男子はというと、鬼教官奈月にしごかれながら『女っぽい歩き方』『メイドっぽい言葉遣い』『裏声発声練習』『萌え萌えきゅんな言葉をケチャップで書く』など地獄のメニューをこなしていた。

唯一手の器用さと裁縫スピードを評価された東雲くんは女装免除になり、女子だらけの裁縫空間で黙々と衣装を作っていた。
女装が見たかったので残念だが仕方がない。


裁縫組じゃない女子は男子のパーソナルカラーやそれぞれにあったメイク方法を研究しつつ、スキンケアのアドバイスをしている。
当日は安い化粧品を調達し、メイクをしてくれる。また店内装飾の準備も彼女たちが進めてくれた。なんとも心強い。

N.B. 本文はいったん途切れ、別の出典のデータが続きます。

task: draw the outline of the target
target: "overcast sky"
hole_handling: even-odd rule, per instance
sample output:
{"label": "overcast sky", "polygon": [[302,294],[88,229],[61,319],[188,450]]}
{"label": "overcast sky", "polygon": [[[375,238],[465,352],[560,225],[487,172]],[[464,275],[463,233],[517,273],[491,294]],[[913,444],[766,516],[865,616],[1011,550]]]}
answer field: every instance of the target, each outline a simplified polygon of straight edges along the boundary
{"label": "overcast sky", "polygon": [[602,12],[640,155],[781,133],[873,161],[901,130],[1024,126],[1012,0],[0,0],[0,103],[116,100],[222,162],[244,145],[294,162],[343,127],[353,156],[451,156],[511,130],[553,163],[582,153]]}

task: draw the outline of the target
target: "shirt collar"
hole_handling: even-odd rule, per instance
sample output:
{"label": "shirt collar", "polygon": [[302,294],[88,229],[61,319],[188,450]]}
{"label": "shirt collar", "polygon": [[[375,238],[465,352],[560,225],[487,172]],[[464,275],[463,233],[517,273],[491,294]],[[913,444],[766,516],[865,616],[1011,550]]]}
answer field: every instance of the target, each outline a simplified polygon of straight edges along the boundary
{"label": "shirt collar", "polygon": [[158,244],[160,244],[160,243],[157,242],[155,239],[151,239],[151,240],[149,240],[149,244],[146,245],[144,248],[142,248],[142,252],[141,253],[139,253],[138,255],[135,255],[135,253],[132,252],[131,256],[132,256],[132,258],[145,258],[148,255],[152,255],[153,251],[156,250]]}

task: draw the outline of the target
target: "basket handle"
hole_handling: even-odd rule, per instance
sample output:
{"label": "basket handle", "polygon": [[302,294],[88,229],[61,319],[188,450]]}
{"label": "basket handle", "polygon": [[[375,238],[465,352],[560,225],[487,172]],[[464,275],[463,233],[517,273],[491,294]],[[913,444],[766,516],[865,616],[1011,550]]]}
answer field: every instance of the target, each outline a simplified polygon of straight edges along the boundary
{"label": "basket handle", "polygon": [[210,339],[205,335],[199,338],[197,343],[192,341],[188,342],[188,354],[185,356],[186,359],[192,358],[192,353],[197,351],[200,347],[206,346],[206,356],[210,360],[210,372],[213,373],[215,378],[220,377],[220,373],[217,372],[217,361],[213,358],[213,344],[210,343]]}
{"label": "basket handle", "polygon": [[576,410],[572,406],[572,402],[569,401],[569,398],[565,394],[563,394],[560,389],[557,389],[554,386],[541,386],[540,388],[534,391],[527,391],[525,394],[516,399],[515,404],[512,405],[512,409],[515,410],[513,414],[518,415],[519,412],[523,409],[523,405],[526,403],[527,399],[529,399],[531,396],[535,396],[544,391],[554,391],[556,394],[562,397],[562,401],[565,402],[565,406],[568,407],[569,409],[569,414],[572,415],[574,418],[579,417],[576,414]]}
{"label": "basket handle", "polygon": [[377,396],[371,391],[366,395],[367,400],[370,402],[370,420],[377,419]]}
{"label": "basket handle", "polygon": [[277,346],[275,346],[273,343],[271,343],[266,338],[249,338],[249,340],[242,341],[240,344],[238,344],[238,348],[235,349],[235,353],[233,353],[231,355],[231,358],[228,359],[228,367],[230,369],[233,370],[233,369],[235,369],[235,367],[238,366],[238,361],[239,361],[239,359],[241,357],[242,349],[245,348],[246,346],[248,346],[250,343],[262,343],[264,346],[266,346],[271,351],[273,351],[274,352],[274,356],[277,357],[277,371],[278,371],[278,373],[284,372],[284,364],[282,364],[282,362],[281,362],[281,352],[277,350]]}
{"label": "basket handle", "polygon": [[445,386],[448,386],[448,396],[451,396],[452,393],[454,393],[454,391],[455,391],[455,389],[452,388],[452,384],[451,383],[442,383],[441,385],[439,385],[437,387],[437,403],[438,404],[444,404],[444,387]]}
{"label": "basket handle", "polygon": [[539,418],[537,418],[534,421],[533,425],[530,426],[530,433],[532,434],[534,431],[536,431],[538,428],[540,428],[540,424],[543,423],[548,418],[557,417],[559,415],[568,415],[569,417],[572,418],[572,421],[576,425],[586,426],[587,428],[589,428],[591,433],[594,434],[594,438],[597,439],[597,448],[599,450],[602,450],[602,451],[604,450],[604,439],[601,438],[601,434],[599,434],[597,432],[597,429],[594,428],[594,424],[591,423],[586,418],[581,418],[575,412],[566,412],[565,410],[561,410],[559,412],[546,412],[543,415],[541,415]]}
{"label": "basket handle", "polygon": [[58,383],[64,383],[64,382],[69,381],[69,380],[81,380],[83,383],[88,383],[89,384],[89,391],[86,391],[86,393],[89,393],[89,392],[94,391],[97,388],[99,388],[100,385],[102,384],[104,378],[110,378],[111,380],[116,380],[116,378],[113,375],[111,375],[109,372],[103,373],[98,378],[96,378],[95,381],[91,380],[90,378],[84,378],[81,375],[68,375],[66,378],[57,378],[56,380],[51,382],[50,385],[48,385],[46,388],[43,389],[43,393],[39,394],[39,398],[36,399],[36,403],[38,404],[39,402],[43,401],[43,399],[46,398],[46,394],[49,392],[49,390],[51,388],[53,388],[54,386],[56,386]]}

また気になる子にメイクをしてもらいたいという男子の淡い期待が目に見えたが、それくらいの煩悩は見逃してやろうという教官のお情けがあったことを彼らは知らない。


こうして涙ぐましい努力の末、文化祭の前日準備の日に黒い弾幕の裏から照れくさそうに出てきた太一は、完全にメイドだった。


「女子じゃん!」「私より女子」「萌えた」「惚れた」「付き合いたい」


様々な感想が飛び交いつつどんどん出てきた男子の完成度の高さ。
みんなが感激の声を上げ、最高の士気で私たちの文化祭は幕をあけた。